The corporation statutes do not contain a similar restriction on a shareholder’s creditor. Therefore, a shareholder’s judgment creditor may attach the shareholder’s stock and receive all of the shareholder’s rights, including the right to vote on directors. If the shareholder was a majority shareholder, the creditor could even compel liquidation of the corporation.
7. Elimination of fiduciary duties
As persons in control of the property of others, directors, managers, and managing members are fiduciaries. As such, they owe fiduciary duties of care and loyalty.
Practice Pointer: The duty of care requires fiduciaries to be aware of what is going on with the business and to make informed decisions. The duty of loyalty mandates that the business entity’s best interests take precedence over any personal interests.
Corporations have a limited ability to eliminate their directors’ liability for breaches of fiduciary duty. The statutes provide they can eliminate monetary liability for the breach of the duty of care by so providing in the Articles of Incorporation. However, corporations cannot eliminate liability for a breach of the duty of loyalty, nor can they limit fiduciary duties in their bylaws.
Several LLC laws, however, state that whatever fiduciary duties a manager or managing member may have at law or in equity may be restricted or eliminated in the operating agreement.
In a corporation, the board of directors decides, in its discretion, if and when a dividend will be declared. The shareholders do not have a say in whether dividends will be paid. When a corporation pays a dividend, it distributes it to shareholders equally on a per-share basis. LLC members may also receive a dividend (or a “distribution,” as it is generally referred to in the statutes).
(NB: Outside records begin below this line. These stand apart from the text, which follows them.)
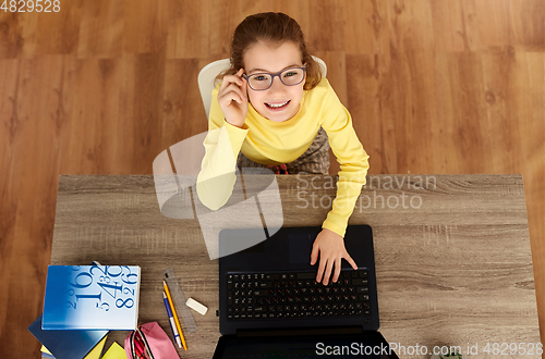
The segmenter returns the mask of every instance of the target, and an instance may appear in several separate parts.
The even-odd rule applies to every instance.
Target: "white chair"
[[[322,77],[326,77],[327,75],[326,63],[319,58],[313,57],[313,59],[319,65],[319,72],[322,73]],[[203,70],[201,70],[201,72],[198,73],[198,89],[201,90],[201,98],[203,99],[207,122],[210,112],[211,90],[215,87],[214,81],[216,79],[216,76],[218,74],[229,69],[229,66],[230,66],[229,59],[218,60],[210,62],[209,64],[204,66]]]

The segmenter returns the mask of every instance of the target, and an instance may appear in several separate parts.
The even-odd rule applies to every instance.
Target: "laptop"
[[[311,265],[319,226],[282,227],[266,240],[219,259],[219,330],[214,359],[398,358],[378,332],[373,233],[350,225],[337,283],[316,283]],[[220,252],[251,243],[259,230],[223,230]],[[332,280],[330,280],[332,282]]]

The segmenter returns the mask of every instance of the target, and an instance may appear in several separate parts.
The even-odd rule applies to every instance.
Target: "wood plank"
[[[296,18],[326,60],[370,174],[522,174],[545,323],[542,0],[71,0],[61,9],[0,11],[0,354],[10,343],[21,357],[38,355],[26,326],[40,312],[58,175],[150,174],[160,151],[204,132],[198,70],[227,58],[234,27],[261,11]],[[14,284],[13,263],[28,281]]]
[[[330,200],[323,208],[302,210],[301,199],[334,198],[335,188],[329,189],[334,178],[292,175],[277,181],[284,225],[319,225]],[[468,342],[480,347],[488,342],[536,343],[522,177],[439,175],[427,186],[425,180],[423,186],[419,182],[407,175],[374,176],[362,197],[371,189],[385,197],[415,193],[427,197],[417,210],[370,208],[350,220],[373,227],[382,333],[404,346],[432,347],[445,341],[464,348]],[[218,309],[218,262],[208,258],[198,221],[160,214],[153,176],[61,176],[58,198],[52,263],[134,264],[138,256],[144,273],[141,321],[159,318],[167,331],[168,321],[157,306],[167,267],[178,273],[187,296],[206,304],[210,313]],[[262,206],[268,200],[261,198]],[[480,211],[486,215],[480,216]],[[192,271],[198,277],[180,274]],[[199,330],[186,336],[192,352],[184,355],[210,356],[218,320],[214,314],[195,319]],[[108,341],[119,342],[124,335],[111,333]]]

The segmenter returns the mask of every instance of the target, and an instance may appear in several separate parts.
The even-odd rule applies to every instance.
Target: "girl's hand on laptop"
[[[247,83],[240,69],[234,75],[223,76],[218,91],[218,102],[226,121],[237,127],[242,127],[247,115]]]
[[[322,282],[324,271],[324,285],[329,283],[329,276],[331,275],[334,264],[335,274],[332,281],[337,282],[339,280],[342,258],[344,258],[354,270],[358,269],[354,260],[348,253],[347,248],[344,248],[344,238],[332,231],[323,228],[314,240],[311,253],[311,265],[314,265],[318,260],[318,252],[319,267],[316,275],[316,282],[318,283]]]

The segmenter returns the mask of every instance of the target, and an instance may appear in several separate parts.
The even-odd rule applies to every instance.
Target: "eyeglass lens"
[[[288,69],[280,74],[280,81],[286,86],[294,86],[301,84],[304,78],[303,69]],[[255,74],[249,77],[250,87],[256,90],[264,90],[272,84],[271,74]]]

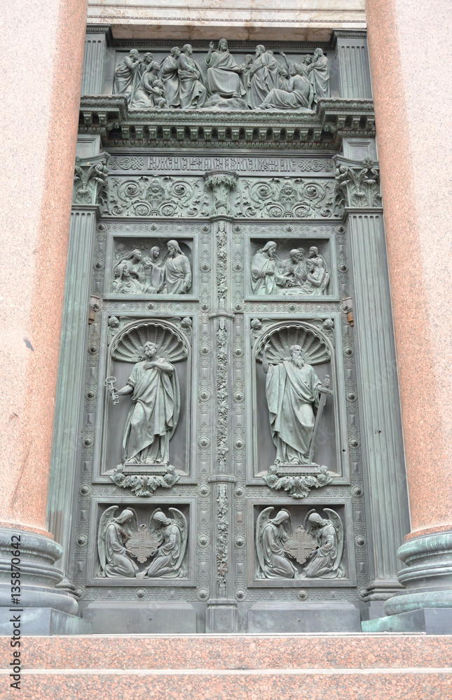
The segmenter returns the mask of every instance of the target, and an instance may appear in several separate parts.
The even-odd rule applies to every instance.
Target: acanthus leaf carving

However, members have to approve the issuance of dividends, unless their operating agreement denies them the right. Dividends (or distributions) may be allocated equally, based on the value of the member’s capital contributions, or split almost any other way the members choose.
9. Nonprofit entities
Nonprofit corporations usually may not incorporate under the business corporation act. Instead, most states have enacted a separate statute to govern nonprofits.
Fewer states have separate nonprofit LLC statutes. Instead, most LLC statutes state that an LLC can be formed for a for-profit or nonprofit purpose.
10. Consideration of stakeholder (non-owner) interests
Directors of corporations are obligated to act in the best interests of their shareholders. If they place the interests of non-shareholder stakeholders such as employees, customers, the community, environment or society over the shareholder’s interests they may be in breach of their duties. This has resulted in many states authorizing a new kind of for-profit corporation called a “benefit corporation”. In a benefit corporation the directors are required to consider the interests of various stakeholders in making decisions.
LLCs are more flexible. The members may provide in the operating agreement that those managing the company must consider the interests of non-members. Nevertheless, some states authorize a benefit LLC, which is a for-profit LLC where the obligation to consider stakeholder interests is statutory rather than contractual.
Determining whether a corporation or a limited liability company is the more appropriate entity for a business venture can be difficult. It depends upon the type of business, the sources of financing, the owners’ long- and short-term goals, and many other factors.
Making the right choice also requires a solid understanding of what a corporation is and what an LLC is, how they are alike, and how they differ. Taxation is one area in which they differ.
However, there are significant nontax differences too. Business owners and their advisors should be aware of these differences in order to make the right choice.